BIMI launches to add trusted logos to emails
The new protocol, built on the DMARC anti-spoofing email standard, could mean zillions of free brand impressions and a boost in email trust.
If you get an email from Amazon, how do you know it’s actually from the ecommerce giant?
You could look for the “@amazon.com” domain. And now you will have another option, if the new BIMI approach catches on.
BIMI — which stands for Brand Indicators for Message Identification — is a new open standard for logo display in emails that was announced this week. It provides that the brand’s logo appears next to the email subject line in your inbox (see below) and in the upper left corner (outside of the email body) once you open the missive.
The key idea is that brands will get lots of free brand impressions — there’s no charge to use BIMI — and users get an increased sense of trust about the source of brand emails.
The standard was created by the Authindicators Working Group, led by cybersecurity firm Agari and including representatives from Comcast, Valimail, Google, Microsoft and Oath (Yahoo, AOL). Members of the group, including Agari, were involved in the development of the DMARC (Domain-based Message Authentication, Reporting and Conformance) email authentication standard. Launched in 2012, DMARC was intended to counter email spoofing, where a sender’s identity is faked.
BIMI is only available for email senders with DMARC-autenticated Net domains. BIMI instructions will have to be added to the domain owners’ Domain Name System (DNS) records, such as the URL of the logo file. The file in this pilot is a graphical image of a logo, but it could be any media file — video, animation — if the ISP and email provider would support that. The BIMI logo is displayed in a space controlled by the email service provider.
Eventually, the fully implemented BIMI will require that domain owners utilize a currently-unspecified trusted third-party authority to verify the ownership of the logo file. Additionally, the standard may include brand info that users obtain with a click or rollover.
But, Agari Executive Chairman and founder Patrick Peterson told me, the BIMI approach could also be utilized in other communications, such as mobile messaging, so that it could become common to see a brand logo alongside a brand message. Peterson also envisioned a similar audio logo, such as the Intel chime, could occupy a provider-owned spot in a voice mail.
The BIMI analogue in other communication channels is the idea of a brand identity in space managed by the provider, since BIMI itself is based on a logo space retained by the provider in an email, not on any kind of universal header in other communications.
Peterson noted that, because the logo resides in an email provider’s space alongside a subject line in an inbox, it is virtually hack-proof.

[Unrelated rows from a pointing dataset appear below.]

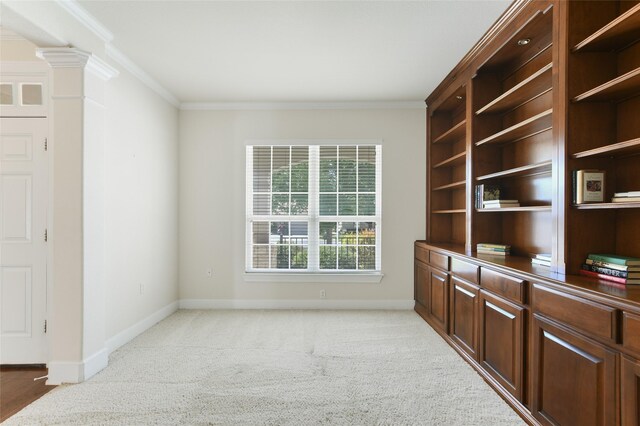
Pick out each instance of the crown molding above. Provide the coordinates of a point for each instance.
(209, 106)
(68, 57)
(115, 54)
(73, 8)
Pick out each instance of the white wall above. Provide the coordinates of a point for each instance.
(212, 199)
(141, 202)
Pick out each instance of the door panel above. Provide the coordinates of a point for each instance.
(23, 220)
(502, 341)
(574, 378)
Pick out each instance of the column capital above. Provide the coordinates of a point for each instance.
(69, 57)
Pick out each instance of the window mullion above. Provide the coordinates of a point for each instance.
(314, 202)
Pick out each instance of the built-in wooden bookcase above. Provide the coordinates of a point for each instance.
(512, 138)
(604, 125)
(447, 154)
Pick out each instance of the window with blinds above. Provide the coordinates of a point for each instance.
(313, 208)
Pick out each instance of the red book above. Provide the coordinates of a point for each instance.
(603, 276)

But he acknowledged that, inside the email, many users many not notice that a fake logo in the email body is not in the correct BIMI location of upper left, outside the email.
Peterson estimated that about 50,000 companies currently use DMARC, and noted that studies show DMARC has boosted open rates by 10 percent because users find that they’re getting fewer spam.
The initial adoption of DMARC was slow, but BIMI’s adoption might be helped by all those free brand impressions. “Let’s write the second chapter [of DMARC],” he said.